The view from the Gornergrat is certainly one of the grandest on God’s earth. Here, as nowhere else, can the average person, without danger or fatigue, get into the very heart of the glacier world. One stands on a rocky ledge, the Gornergrat, and all around and below sweep and swirl the great frozen rivers. From their far brink rise the bare jagged peak of the Matterhorn and the round snow-clad shoulders of the Breithorn and Monta Rosa. Way down below lies the green valley with Zermatt in its hollow, and away as far as the eye can reach are ranges upon ranges of snow mountains.

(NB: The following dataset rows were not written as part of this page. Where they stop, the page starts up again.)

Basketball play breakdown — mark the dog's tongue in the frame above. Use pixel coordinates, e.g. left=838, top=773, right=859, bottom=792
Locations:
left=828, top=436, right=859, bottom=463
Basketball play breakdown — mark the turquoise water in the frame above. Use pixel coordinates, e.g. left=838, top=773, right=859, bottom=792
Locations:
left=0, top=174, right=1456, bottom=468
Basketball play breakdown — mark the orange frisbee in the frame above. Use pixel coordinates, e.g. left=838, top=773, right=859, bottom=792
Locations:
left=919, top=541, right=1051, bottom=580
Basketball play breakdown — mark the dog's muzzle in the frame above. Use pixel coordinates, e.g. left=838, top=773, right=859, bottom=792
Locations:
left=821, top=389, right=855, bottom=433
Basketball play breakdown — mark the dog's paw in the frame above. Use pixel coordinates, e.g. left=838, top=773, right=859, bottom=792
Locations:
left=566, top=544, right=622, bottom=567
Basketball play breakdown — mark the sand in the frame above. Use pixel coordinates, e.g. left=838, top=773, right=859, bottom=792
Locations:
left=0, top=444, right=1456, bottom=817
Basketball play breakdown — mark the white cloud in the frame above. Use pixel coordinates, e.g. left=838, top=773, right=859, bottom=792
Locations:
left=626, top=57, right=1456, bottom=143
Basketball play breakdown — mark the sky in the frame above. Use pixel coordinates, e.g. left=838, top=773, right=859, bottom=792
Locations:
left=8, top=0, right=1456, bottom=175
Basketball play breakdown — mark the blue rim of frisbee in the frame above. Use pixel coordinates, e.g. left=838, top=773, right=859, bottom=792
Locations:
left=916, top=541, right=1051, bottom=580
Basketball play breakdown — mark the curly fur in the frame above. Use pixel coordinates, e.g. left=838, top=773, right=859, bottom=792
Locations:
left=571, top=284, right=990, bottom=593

If we could have had it all to ourselves without the tourists! But then we should have had to work very much harder for it. It is better to take the gifts which the gods provide and be thankful.

It did not seem to me as if I could ever come to love the Valais mountains as I did those of the Oberland, but they were magnificent.

We had reached our maximum altitude thus far for the summer, 10,290 feet. The air was very thin, and we watched Belle Soeur carefully for signs of the mountain sickness. But thanks, I suppose, to our having made all but eighteen hundred feet of the ascent by rail and the careful slowness with which we had climbed the remainder, she escaped this time entirely.

We ate our lunch on a rock overlooking the great Gorner glacier, just as far from the tourists and the summit restaurant as we could get. Then, when we had looked our fill and tried to store our minds with enough glacier pictures to last the rest of our lives, we began the long but delightful descent afoot to Zermatt. All the way down we kept getting beautiful views, and I think the Matterhorn never looked finer than seen between the fir trees of the lower slopes in the pink glow of sunset.

Who would have guessed that our harmonious little party was going to be disrupted on the morrow—and by me, its shepherd and chaperon!